ですから基本的に修行者は常に瞬間瞬間自分に起きていることに注意を払い自己観察していくことが大事であり、その移りゆく自分の心と体の変化に気づく事を教えられます。
このように言葉でいうと簡単ですがこれは普段、妄想ばかりしている私達凡人にはものすごく難しい訓練です。
慣れないうちは特に瞬間瞬間の自分の感覚をずっと辿っていく作業というのは極めて退屈でつまらないと感じるものなのは誰でもやってみれば分かります。
それでもそのように訓練を続けて余計な妄想をストップし、今、ここで、自分に起きていて、感じているありのままの感覚だけに集中していくと、心の汚れはやがて薄れていき、清々しい境地に向かえるというプロセスが仏教の瞑想といえます。

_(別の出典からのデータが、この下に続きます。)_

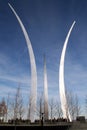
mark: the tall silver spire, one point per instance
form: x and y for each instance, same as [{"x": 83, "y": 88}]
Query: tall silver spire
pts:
[
  {"x": 64, "y": 105},
  {"x": 45, "y": 91},
  {"x": 33, "y": 96}
]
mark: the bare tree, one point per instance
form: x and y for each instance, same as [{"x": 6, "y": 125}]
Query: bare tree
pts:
[
  {"x": 18, "y": 105},
  {"x": 3, "y": 109},
  {"x": 58, "y": 110},
  {"x": 52, "y": 108},
  {"x": 73, "y": 105}
]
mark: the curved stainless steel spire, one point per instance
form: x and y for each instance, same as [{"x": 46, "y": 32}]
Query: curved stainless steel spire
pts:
[
  {"x": 33, "y": 97},
  {"x": 63, "y": 99},
  {"x": 45, "y": 91}
]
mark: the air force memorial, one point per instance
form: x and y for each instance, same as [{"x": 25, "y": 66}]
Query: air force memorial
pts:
[{"x": 33, "y": 93}]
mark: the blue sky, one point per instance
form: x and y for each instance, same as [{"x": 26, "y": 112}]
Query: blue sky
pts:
[{"x": 47, "y": 23}]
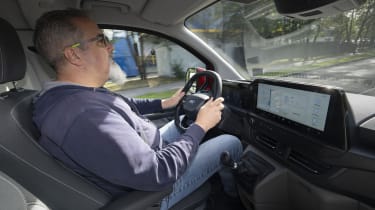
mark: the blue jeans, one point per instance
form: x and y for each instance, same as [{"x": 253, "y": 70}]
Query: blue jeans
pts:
[{"x": 204, "y": 165}]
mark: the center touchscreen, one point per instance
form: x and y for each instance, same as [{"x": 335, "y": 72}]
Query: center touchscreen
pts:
[{"x": 304, "y": 107}]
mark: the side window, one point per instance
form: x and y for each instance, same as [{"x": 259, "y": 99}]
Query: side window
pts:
[{"x": 147, "y": 66}]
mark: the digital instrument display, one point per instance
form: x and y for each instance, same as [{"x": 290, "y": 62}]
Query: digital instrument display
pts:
[{"x": 301, "y": 106}]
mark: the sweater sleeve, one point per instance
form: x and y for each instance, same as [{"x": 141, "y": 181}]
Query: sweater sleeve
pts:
[{"x": 105, "y": 144}]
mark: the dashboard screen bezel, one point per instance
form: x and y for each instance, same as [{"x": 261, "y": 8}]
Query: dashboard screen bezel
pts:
[{"x": 334, "y": 133}]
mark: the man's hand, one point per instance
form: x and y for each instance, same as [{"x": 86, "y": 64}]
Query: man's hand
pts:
[
  {"x": 173, "y": 100},
  {"x": 210, "y": 113}
]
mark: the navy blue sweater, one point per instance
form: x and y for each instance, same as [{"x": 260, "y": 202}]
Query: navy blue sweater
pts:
[{"x": 96, "y": 133}]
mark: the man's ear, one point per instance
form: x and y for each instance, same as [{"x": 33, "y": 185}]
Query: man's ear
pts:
[{"x": 72, "y": 55}]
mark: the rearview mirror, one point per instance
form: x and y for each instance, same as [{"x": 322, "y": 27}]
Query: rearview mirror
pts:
[{"x": 314, "y": 9}]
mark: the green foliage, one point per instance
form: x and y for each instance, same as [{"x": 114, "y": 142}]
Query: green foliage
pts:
[{"x": 178, "y": 69}]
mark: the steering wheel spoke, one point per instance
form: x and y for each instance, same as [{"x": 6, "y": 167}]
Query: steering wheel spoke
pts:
[{"x": 191, "y": 104}]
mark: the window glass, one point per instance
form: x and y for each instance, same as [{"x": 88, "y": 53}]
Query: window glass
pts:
[
  {"x": 146, "y": 65},
  {"x": 336, "y": 50}
]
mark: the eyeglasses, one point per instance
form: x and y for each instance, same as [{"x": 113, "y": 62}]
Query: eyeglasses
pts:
[{"x": 100, "y": 39}]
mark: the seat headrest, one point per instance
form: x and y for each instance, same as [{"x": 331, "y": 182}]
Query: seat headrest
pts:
[{"x": 12, "y": 56}]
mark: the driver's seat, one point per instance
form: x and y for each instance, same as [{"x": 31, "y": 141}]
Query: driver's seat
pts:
[{"x": 33, "y": 168}]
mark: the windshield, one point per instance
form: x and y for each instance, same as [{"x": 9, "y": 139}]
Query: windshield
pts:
[{"x": 336, "y": 50}]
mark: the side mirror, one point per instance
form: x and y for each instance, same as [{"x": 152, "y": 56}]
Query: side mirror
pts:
[{"x": 190, "y": 72}]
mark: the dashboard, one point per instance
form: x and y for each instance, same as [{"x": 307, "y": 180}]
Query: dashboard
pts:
[{"x": 321, "y": 133}]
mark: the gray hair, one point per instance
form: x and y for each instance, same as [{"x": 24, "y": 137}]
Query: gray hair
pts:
[{"x": 55, "y": 30}]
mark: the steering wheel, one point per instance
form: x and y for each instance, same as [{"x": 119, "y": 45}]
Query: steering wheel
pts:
[{"x": 190, "y": 104}]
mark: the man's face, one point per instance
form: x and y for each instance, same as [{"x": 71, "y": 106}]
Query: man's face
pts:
[{"x": 97, "y": 54}]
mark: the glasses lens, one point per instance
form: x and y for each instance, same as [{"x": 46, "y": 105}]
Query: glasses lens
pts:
[{"x": 103, "y": 40}]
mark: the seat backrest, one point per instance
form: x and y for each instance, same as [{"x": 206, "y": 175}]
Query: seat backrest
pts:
[{"x": 21, "y": 156}]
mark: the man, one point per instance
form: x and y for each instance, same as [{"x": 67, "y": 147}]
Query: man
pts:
[{"x": 103, "y": 136}]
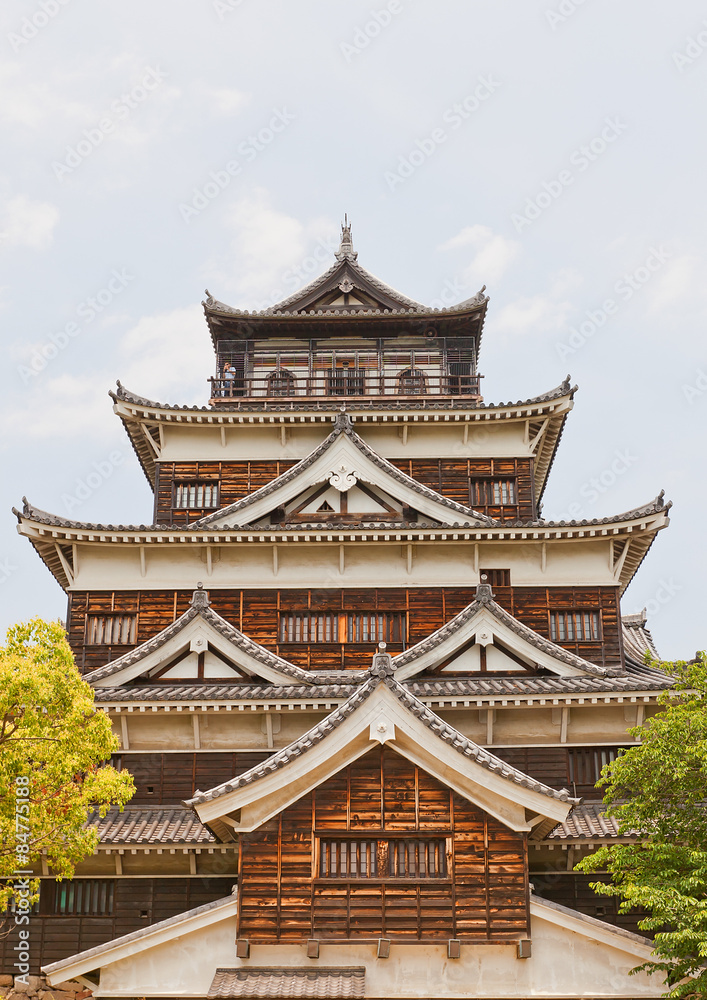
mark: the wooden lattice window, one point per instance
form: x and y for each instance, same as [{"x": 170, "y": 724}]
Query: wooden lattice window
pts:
[
  {"x": 412, "y": 382},
  {"x": 111, "y": 630},
  {"x": 493, "y": 492},
  {"x": 84, "y": 897},
  {"x": 395, "y": 858},
  {"x": 496, "y": 577},
  {"x": 343, "y": 626},
  {"x": 281, "y": 383},
  {"x": 585, "y": 763},
  {"x": 196, "y": 495},
  {"x": 575, "y": 626}
]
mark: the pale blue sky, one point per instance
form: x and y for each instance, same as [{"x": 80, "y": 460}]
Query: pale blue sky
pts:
[{"x": 552, "y": 151}]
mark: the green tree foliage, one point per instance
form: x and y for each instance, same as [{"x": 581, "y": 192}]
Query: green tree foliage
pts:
[
  {"x": 52, "y": 745},
  {"x": 657, "y": 791}
]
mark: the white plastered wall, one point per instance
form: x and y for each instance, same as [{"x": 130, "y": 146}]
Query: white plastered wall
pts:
[
  {"x": 565, "y": 962},
  {"x": 117, "y": 566}
]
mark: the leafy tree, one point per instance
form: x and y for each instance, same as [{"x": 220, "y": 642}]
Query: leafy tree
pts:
[
  {"x": 52, "y": 745},
  {"x": 657, "y": 791}
]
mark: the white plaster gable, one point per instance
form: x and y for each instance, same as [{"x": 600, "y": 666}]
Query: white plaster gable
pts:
[
  {"x": 381, "y": 711},
  {"x": 343, "y": 460},
  {"x": 199, "y": 630},
  {"x": 484, "y": 624},
  {"x": 179, "y": 958}
]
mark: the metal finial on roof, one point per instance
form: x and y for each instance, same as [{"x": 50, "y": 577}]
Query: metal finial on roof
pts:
[
  {"x": 382, "y": 665},
  {"x": 346, "y": 250},
  {"x": 484, "y": 593},
  {"x": 200, "y": 597}
]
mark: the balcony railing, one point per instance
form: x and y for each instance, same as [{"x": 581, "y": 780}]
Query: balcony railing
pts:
[{"x": 339, "y": 382}]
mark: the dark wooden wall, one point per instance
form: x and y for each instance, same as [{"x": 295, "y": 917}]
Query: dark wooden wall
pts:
[
  {"x": 572, "y": 889},
  {"x": 256, "y": 612},
  {"x": 53, "y": 937},
  {"x": 453, "y": 479},
  {"x": 450, "y": 477},
  {"x": 484, "y": 897},
  {"x": 236, "y": 480},
  {"x": 168, "y": 778}
]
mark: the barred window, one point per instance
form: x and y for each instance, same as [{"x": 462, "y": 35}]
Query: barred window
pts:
[
  {"x": 195, "y": 495},
  {"x": 111, "y": 630},
  {"x": 585, "y": 763},
  {"x": 496, "y": 577},
  {"x": 343, "y": 627},
  {"x": 398, "y": 858},
  {"x": 493, "y": 492},
  {"x": 574, "y": 626},
  {"x": 84, "y": 897}
]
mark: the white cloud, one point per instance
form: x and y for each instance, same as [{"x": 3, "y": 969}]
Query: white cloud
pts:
[
  {"x": 676, "y": 281},
  {"x": 162, "y": 353},
  {"x": 492, "y": 253},
  {"x": 271, "y": 254},
  {"x": 27, "y": 223},
  {"x": 225, "y": 101},
  {"x": 541, "y": 313}
]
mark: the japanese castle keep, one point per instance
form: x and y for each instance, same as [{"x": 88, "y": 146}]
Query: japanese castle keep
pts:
[{"x": 364, "y": 687}]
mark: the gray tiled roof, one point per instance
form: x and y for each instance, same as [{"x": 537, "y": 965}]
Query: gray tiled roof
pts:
[
  {"x": 200, "y": 609},
  {"x": 317, "y": 982},
  {"x": 485, "y": 599},
  {"x": 334, "y": 405},
  {"x": 44, "y": 517},
  {"x": 343, "y": 425},
  {"x": 381, "y": 672},
  {"x": 586, "y": 822},
  {"x": 140, "y": 825},
  {"x": 637, "y": 638}
]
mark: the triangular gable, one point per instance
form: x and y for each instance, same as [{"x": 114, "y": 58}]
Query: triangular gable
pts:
[
  {"x": 181, "y": 956},
  {"x": 199, "y": 645},
  {"x": 343, "y": 460},
  {"x": 507, "y": 644},
  {"x": 382, "y": 710},
  {"x": 346, "y": 285}
]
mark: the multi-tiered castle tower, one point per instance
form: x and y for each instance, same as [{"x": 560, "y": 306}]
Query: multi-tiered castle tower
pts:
[{"x": 361, "y": 683}]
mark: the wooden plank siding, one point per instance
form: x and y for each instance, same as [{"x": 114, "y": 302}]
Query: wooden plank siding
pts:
[
  {"x": 257, "y": 613},
  {"x": 382, "y": 796},
  {"x": 235, "y": 480},
  {"x": 53, "y": 937},
  {"x": 451, "y": 477},
  {"x": 166, "y": 779}
]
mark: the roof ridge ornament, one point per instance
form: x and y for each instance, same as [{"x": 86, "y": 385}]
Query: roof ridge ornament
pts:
[
  {"x": 382, "y": 665},
  {"x": 200, "y": 597},
  {"x": 346, "y": 250},
  {"x": 484, "y": 593}
]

(これを「気づきの瞑想」や「ヴィパッサナー瞑想」という)
しかもこれは寝ているとき以外、常に行うべきものですから、ただ事ではありません。
要するに、ただでさえすごく大変な修行をしているのにどうして、さらに思考が働かなくなるような酒を口にするか、ということです。
仏教をただの知識として覚えようとすると、この不飲酒戒について、都合良く「酔わない程度の蒸留したものなら良い」とか、「薬物は禁止とはいっていない」と間違った解釈をしてしまいがちですが、あくまでも実践するための教えであり、実践する者にとっては酒であろうが何であろうが、瞑想修行の妨げになることはすべてきっちり避けるのが当然なのです。
ですから、不飲酒戒においては他の4つの戒律と異なり、直接的に道徳に繋がるような戒律ではありませんが、他の4つを守るためには前提として守らなければならない戒律とも言えます。
まとめ
「暮らしの中でできる仏教的行い」と題して書いてみましたが如何だったでしょうか?
私はここ数年、仏教に興味を持ち、その教えに触れています。
そしてつくずく思うのは、仏教は宗教というより、とても論理的な心の科学であり、現代人の、物質にばかり重点を置いた世の中では皆無、に等しい唯一無二の教えではないか?と言うことです。
実践しなければ意味がないので私もいろいろと試していますが、白状するとこの五戒。単純な教えながら、守るのは簡単ではありません。
それでも、あきらめず、いつもことある事に意識していると確実に自分の生活が、ひいては人生がどんどん良くなっていくのは感じています。
老若男女誰にでもすぐにその場で始められる教えでもあるのでここまで読んでいただいたあなたも是非できることから始めてみてはいかがでしょうか?